The specs are listed here under "Hardware Requirements for Development": docs.unrealengine.com/5.0/en-US/Welcome/
It recommends a minimum of a GTX 1080 (what I use), a decent CPU, and 8GB of RAM, although I highly suggest at least 16GB. You should be able to build something for around $1100, especially if you find a used GPU.
@@LivelyGeekGames what about cpu
Can you recommend something?
I'll work on open world games.
@@ibisvagant1345 The best one you can afford, but I would put more into the GPU first.
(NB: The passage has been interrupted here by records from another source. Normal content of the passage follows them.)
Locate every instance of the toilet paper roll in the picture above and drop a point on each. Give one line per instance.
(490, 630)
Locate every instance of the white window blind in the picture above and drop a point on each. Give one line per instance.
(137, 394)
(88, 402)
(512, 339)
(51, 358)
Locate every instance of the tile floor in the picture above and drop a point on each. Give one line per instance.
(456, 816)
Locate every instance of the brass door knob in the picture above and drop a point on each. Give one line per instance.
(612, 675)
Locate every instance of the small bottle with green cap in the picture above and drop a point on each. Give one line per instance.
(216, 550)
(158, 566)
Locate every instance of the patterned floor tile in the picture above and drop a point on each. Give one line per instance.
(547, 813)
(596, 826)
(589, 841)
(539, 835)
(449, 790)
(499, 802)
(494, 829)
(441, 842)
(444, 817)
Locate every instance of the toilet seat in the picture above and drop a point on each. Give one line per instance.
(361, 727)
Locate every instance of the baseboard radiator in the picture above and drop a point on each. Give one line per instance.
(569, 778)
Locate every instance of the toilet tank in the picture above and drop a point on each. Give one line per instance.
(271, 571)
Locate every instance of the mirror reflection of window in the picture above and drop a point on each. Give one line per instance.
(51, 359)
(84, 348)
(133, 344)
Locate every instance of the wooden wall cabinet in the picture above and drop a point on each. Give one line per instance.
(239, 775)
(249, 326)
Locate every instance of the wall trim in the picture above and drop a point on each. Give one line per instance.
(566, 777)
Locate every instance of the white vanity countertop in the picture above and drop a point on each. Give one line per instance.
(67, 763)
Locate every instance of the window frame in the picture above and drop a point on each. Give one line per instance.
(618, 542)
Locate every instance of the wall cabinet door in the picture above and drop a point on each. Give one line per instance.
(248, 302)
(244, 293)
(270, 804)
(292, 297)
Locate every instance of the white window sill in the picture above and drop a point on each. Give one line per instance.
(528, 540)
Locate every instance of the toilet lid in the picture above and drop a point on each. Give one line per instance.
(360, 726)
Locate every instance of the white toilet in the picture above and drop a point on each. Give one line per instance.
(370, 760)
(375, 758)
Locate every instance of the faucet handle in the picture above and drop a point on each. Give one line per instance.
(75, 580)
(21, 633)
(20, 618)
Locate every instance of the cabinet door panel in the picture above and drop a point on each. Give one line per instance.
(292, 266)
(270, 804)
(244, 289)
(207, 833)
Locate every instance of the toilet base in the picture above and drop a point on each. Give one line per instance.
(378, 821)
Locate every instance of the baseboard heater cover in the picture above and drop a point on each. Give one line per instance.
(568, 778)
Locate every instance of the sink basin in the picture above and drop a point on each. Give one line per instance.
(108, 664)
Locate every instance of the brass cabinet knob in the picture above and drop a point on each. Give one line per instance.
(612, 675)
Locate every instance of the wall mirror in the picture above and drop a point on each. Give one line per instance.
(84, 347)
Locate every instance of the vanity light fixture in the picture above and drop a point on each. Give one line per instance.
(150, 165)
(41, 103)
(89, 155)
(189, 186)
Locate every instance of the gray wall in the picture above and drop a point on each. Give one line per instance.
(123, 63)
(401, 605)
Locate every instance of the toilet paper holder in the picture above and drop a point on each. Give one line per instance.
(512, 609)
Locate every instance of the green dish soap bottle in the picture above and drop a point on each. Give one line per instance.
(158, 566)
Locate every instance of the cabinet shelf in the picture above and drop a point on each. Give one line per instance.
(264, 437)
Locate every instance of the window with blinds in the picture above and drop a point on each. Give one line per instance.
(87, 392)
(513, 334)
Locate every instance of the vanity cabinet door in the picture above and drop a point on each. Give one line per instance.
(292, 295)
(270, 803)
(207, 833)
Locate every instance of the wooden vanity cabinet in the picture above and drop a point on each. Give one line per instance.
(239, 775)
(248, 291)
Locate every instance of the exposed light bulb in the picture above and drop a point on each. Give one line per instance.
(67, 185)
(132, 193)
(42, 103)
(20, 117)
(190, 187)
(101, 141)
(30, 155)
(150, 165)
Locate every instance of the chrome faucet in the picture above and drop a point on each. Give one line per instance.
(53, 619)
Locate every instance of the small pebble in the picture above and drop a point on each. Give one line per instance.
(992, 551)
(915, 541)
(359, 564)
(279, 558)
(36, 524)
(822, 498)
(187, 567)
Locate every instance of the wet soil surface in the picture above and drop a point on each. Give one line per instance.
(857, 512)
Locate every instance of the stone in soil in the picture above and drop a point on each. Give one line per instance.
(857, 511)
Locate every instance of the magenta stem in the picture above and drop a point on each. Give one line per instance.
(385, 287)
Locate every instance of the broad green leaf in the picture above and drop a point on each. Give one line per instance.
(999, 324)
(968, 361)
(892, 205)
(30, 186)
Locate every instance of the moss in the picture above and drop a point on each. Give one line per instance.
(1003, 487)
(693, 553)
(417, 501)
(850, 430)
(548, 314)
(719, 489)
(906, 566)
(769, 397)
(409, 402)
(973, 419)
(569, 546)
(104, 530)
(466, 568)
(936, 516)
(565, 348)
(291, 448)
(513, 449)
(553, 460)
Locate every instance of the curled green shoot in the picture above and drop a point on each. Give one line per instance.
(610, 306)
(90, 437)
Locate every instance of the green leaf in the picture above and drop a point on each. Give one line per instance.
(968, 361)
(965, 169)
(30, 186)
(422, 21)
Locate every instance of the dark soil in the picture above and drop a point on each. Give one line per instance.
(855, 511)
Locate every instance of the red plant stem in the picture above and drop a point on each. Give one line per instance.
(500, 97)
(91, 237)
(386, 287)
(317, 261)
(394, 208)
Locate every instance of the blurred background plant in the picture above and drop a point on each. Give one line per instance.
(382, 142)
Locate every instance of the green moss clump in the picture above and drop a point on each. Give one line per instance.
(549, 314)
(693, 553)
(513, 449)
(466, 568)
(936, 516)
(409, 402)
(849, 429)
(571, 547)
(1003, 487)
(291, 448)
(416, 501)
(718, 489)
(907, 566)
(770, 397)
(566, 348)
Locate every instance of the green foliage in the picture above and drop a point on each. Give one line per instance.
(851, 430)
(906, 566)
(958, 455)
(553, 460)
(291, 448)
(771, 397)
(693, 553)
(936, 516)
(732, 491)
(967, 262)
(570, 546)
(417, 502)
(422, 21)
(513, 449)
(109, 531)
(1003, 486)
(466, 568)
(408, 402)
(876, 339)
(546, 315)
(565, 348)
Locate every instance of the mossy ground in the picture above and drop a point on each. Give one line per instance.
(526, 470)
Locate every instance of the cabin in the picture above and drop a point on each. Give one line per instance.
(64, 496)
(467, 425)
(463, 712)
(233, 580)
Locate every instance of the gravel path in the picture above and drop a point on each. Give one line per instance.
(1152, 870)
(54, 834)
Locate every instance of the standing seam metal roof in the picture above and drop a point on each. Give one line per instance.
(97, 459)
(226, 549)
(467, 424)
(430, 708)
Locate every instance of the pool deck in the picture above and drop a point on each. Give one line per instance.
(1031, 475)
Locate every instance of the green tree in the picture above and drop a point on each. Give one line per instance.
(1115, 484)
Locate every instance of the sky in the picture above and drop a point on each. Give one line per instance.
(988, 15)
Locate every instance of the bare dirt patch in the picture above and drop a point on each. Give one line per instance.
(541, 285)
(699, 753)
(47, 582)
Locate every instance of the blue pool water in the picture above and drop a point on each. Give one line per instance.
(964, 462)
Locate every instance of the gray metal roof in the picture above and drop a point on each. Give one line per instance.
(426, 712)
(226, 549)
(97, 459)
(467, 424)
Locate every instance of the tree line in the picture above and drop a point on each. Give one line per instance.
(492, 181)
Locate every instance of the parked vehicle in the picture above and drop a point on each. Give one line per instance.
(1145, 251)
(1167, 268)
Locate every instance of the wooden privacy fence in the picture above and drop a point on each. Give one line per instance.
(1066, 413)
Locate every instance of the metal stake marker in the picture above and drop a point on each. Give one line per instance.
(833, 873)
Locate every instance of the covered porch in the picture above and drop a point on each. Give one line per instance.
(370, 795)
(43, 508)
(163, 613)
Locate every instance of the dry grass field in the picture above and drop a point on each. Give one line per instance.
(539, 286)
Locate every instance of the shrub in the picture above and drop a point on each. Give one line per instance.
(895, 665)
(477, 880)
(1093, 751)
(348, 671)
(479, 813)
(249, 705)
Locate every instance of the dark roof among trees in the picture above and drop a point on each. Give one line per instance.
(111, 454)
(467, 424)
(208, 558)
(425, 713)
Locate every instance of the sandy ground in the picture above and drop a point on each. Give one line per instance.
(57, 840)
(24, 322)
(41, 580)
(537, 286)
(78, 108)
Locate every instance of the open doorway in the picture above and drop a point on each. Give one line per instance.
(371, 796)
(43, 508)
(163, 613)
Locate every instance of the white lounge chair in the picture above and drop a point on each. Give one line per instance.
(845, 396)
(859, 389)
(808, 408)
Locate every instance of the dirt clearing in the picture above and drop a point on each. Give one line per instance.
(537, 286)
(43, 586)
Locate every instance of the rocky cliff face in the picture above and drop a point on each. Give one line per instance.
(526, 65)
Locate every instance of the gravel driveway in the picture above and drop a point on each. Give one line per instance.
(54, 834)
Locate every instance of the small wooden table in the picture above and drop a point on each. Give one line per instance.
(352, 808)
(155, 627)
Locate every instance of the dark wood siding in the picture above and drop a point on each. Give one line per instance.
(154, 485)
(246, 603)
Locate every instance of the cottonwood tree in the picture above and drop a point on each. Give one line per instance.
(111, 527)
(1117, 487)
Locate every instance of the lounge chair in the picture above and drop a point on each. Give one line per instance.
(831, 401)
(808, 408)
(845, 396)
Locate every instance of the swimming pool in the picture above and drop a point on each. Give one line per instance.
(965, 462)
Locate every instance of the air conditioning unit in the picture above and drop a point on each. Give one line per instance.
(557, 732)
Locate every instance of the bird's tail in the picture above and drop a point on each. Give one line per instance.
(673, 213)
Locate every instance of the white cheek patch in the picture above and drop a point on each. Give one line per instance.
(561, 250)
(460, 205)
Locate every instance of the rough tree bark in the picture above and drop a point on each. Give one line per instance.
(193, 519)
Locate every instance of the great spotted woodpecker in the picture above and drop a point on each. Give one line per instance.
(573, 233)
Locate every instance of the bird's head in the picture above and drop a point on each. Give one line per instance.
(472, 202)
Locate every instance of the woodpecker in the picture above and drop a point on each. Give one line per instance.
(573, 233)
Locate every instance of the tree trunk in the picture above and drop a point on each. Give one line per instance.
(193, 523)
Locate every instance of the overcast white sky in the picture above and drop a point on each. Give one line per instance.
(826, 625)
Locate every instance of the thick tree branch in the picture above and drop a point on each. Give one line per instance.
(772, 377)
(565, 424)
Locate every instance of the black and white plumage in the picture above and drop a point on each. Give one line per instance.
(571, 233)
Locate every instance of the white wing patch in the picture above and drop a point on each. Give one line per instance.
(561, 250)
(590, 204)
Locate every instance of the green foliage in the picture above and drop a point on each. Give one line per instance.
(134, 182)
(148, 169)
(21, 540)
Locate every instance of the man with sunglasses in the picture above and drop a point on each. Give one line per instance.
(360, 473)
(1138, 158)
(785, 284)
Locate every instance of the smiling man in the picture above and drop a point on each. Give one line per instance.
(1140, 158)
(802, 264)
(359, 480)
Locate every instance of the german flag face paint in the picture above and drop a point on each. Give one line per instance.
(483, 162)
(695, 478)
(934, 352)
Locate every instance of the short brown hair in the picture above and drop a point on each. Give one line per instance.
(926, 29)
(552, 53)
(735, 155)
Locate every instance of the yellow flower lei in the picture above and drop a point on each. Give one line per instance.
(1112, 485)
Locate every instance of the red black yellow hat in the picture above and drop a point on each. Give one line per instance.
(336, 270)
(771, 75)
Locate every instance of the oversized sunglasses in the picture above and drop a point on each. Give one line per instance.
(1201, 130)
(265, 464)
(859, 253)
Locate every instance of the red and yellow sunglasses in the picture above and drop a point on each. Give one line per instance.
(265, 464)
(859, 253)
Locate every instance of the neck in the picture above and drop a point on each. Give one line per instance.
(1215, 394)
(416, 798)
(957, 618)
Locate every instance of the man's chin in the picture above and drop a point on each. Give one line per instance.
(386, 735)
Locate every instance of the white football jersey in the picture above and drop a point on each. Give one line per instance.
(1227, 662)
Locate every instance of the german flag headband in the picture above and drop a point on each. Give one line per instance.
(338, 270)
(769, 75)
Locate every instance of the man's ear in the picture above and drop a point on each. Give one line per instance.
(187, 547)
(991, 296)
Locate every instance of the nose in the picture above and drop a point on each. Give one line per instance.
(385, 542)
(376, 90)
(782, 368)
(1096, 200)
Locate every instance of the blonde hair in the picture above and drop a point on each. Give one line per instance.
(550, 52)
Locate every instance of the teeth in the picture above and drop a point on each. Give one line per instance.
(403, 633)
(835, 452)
I have an Intel i7 2.9GHz and everything seems pretty fast.
@@LivelyGeekGames is 3600x or 11400 enough or should I go for more core like 3700x or intel's new 12th gen
I mean should do core count because 5600x(6core) or 3700x(8core) are in same price but 5600x do a much better gaming.
Or i'll be okey with a decent 6 core processor like 3600x, 11400f,
Or any gaming cpu?
@@ibisvagant1345 I'd check out CPU benchmarks for gaming workloads to compare specific models, but as long as you have a decent clock rate and at least 6 cores you probably won't notice too much of a difference.
I can't wait till Epic cracks how to get Nanite functioning on all meshes including skeletal mesh actors.
nanite reminds me of Euclideon's unlimited detail tech demo from 2011
Nanite is very impressive, and a super smart way to seamlessly optimise meshes for real-time. No doubt this will save a lot of inexperienced modellers from a world of lag
but how would it be if every model would have its own animation with a random moveset? would it keep a stable 60+ fps ?
Probably not, that would be a lot of extra processing for the game thread to do before rendering. It would also invalidate some (perhaps all) of the Nanite caches from previous frames. This depends on a lot of things like your processor speed and the complexity of the movements.
"1 million snowballs. It got better..."
I guess Epic just thought: "let's make it render faster with more tris. Why didn't we think of that before?"
Is it possible to change how well-defined nanite is? With other words, amount of traingels and when and by how it scales? I feel like it would be kind of crucial for future low-powered devices. Let say a Nintendo Switch 2. If the target resolution is 720p you wont really require as many triangels as 4K and it would ease up the performance requirements. With such a target it would make sense to lower the quality of objects in-game (to save on storage) (this process could be automated)
You can give a "position precision" option in a mesh for Nanite that controls how much to quantize the verticies when calculating Nanite data. I'll be curious what the workflow will be for games that ship to both high-end GPU systems and low powered devices when both Nanite and Lumen enabled. I wonder if it will be a separate project with baked lighting and low quality meshes still. You can read more about it here under "Nanite Proxy Mesh and Precision Settings": docs.unrealengine.com/5.0/en-US/RenderingFeatures/Nanite/
@@LivelyGeekGames thank you for such a thorough answer. Yeah, it's gonna be interesting. I guess there is a quite substantial overhead to use the nanite system, but as long as you can actually run it, performance becomes a non-issue. It would make sense to be able to automate a process where versions targeting "low resolution" devices. (720p - Nintendo Switch, Steam Deck, laptops etc.) will have lower quality meshes, textures, baked lighting. It makes a lot of sense since it would require far less storage as well...
Perhaps lumen is possible, but resampling the lighting will occur over many more frames, with far less precision. This would work well with slow light sources like the sun and the moon. The engine would only really need to update the GI whenever the lightsources has moved a substantial step and over a lot of frames. you could have a fixed rendering budget for lighting. and perhaps make lumen not cross it.